LSUG60 Low Silhouette Upblast Gravity Vents

Gravity Vents

Gravity ventilation (also known as natural ventilation) requires no powered ventilators to achieve air movement. It is most useful in buildings with open floor plans requiring no air conditioning, and where the primary motive for ventilation is heat removal or contaminant dilution. Gravity ventilation is achieved by strategically placing openings in the building to take advantage of prevailing winds and thermal buoyancy or stack effect.

Wind pressure
Wind moving past the building creates areas of high and low pressure. The windward side of the building is an area of high pressure. The leeward side & roof are areas of low pressure. Placing openings in both high and low pressure areas of the building causes air to move through the building.

Thermal buoyancy (stack effect)
Heat generated within buildings rises up. In buildings where the structure is of significant height, this natural tendency of warm air to rise (known as thermal buoyancy or stack effect) can generate air movement in the building. By placing openings in both the highest and lowest levels of the building, hot air is allowed to rise out of the upper part of the building and pull cooler air into the lower level of the building.

Opening placement
In order to take advantage of both wind pressure and stack effect, gravity ventilators are generally used in conjunction with open doors and windows to ventilate the structure. Gravity vents are placed on the roof, being the highest part of the structure, to provide for exhaust of building air. Windows and doors at lower elevations provide the intake portals of the gravity ventilation system.
Use with mechanical systems
Gravity ventilators may be used with mechanical ventilation systems, where power ventilators force air in or out of the building through the gravity vents. The power ventilator may be directly connected to the gravity ventilator via ductwork or the building may constitute a plenum, the air induced to move through the gravity ventilator merely by the pressure differential created between the interior of the building and the ambient atmosphere.

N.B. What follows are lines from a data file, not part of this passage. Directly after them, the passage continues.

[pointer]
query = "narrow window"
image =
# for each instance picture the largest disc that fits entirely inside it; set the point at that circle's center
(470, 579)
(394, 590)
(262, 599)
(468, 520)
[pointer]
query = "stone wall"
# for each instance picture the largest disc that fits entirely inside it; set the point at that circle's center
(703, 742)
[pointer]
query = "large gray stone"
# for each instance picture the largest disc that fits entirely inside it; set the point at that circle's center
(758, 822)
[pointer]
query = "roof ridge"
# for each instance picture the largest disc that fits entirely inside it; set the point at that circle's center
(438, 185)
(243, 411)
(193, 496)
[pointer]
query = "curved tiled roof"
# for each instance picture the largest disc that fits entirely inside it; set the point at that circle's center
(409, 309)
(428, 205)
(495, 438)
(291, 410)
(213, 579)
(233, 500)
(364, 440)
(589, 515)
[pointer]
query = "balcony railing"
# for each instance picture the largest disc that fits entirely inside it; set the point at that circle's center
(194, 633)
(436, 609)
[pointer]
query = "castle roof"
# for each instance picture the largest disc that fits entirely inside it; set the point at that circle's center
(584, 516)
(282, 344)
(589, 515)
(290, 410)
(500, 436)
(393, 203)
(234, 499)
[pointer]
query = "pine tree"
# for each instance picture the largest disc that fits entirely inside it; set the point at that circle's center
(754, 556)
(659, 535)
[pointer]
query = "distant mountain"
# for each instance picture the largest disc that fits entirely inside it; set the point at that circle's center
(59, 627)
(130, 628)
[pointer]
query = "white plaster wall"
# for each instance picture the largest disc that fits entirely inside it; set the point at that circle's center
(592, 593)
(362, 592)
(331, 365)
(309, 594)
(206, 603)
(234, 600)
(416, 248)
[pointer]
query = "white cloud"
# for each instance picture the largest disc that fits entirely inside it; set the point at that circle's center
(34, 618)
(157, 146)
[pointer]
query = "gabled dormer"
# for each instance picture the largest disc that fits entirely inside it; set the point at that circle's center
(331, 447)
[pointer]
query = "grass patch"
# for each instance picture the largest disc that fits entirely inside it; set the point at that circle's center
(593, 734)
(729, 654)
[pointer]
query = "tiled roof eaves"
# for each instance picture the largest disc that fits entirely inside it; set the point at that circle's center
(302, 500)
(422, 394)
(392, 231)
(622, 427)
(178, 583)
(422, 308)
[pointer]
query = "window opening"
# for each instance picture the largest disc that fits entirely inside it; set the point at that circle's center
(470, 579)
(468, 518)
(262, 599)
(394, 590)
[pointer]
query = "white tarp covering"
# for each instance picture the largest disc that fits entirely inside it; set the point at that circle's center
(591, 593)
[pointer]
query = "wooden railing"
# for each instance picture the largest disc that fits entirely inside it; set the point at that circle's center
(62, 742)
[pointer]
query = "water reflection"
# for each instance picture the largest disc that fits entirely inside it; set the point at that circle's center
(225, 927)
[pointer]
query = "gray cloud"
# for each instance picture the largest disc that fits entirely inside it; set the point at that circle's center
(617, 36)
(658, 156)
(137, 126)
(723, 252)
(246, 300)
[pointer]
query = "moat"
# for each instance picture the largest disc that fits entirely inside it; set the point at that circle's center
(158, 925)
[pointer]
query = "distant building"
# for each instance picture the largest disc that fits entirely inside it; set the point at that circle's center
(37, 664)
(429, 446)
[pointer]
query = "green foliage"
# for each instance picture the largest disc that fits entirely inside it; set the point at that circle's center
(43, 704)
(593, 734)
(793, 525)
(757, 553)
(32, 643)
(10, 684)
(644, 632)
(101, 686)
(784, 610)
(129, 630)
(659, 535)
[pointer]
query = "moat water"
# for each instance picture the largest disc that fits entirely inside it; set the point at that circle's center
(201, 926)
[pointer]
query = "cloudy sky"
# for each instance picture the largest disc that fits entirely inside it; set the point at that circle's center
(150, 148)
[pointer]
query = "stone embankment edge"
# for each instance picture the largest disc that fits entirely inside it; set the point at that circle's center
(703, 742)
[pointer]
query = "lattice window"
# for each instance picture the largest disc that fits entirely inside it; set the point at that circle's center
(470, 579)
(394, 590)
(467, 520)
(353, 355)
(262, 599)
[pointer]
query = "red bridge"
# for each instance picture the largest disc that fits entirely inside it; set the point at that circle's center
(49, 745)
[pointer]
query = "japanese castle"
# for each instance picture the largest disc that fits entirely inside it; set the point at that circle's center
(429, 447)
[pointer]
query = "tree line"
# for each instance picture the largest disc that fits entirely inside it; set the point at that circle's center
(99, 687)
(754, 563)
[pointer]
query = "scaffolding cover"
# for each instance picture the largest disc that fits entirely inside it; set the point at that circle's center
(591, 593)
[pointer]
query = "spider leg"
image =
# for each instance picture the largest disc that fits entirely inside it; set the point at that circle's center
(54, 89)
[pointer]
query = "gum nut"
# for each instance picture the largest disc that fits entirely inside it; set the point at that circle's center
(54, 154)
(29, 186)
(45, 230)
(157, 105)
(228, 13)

ILLUSTARION of Natural cooling & contaminant
Ducted relief
This application is the most simple of all gravity ventilator applications. The ventilators are selected based on the air volume and acceptable pressure drop along with any physical limitations which may affect the dimensions of the product.

ILLUSTARION of Natural cooling & contaminant
Ducted intake
Ducted intake applications are similar to ducted relief with the additional consideration of intake velocity. Moisture carryover begins to occur at approximately 500 FPM intake velocity and gravity ventilator selections should, therefore, be kept below that threshold unless moisture containment measures are added to the system.

ILLUSTARION of Natural cooling & contaminant
Non-ducted relief
Non-ducted relief gravity ventilator applications are very similar to ducted relief applications with the exception that the pressure drop of the ventilator should be kept to a minimum. The building will be pressurized to approximately the selected pressure drop of the gravity ventilator. Selecting the ventilator for pressure drops in excess of 1/8” wg will result in problems with exit doors standing open and unwanted infiltration into any adjacent conditioned areas.

ILLUSTARION of Natural cooling & contaminant
Non-ducted intake
Although the 500 FPM intake velocity will usually limit the intake static pressure, the designer should double-check gravity ventilator pressure drop to ensure that it does not exceed 1/8” w.g. If the negative pressure is excessive, it can result in difficulty opening exit doors and dangerous slamming of already open doors.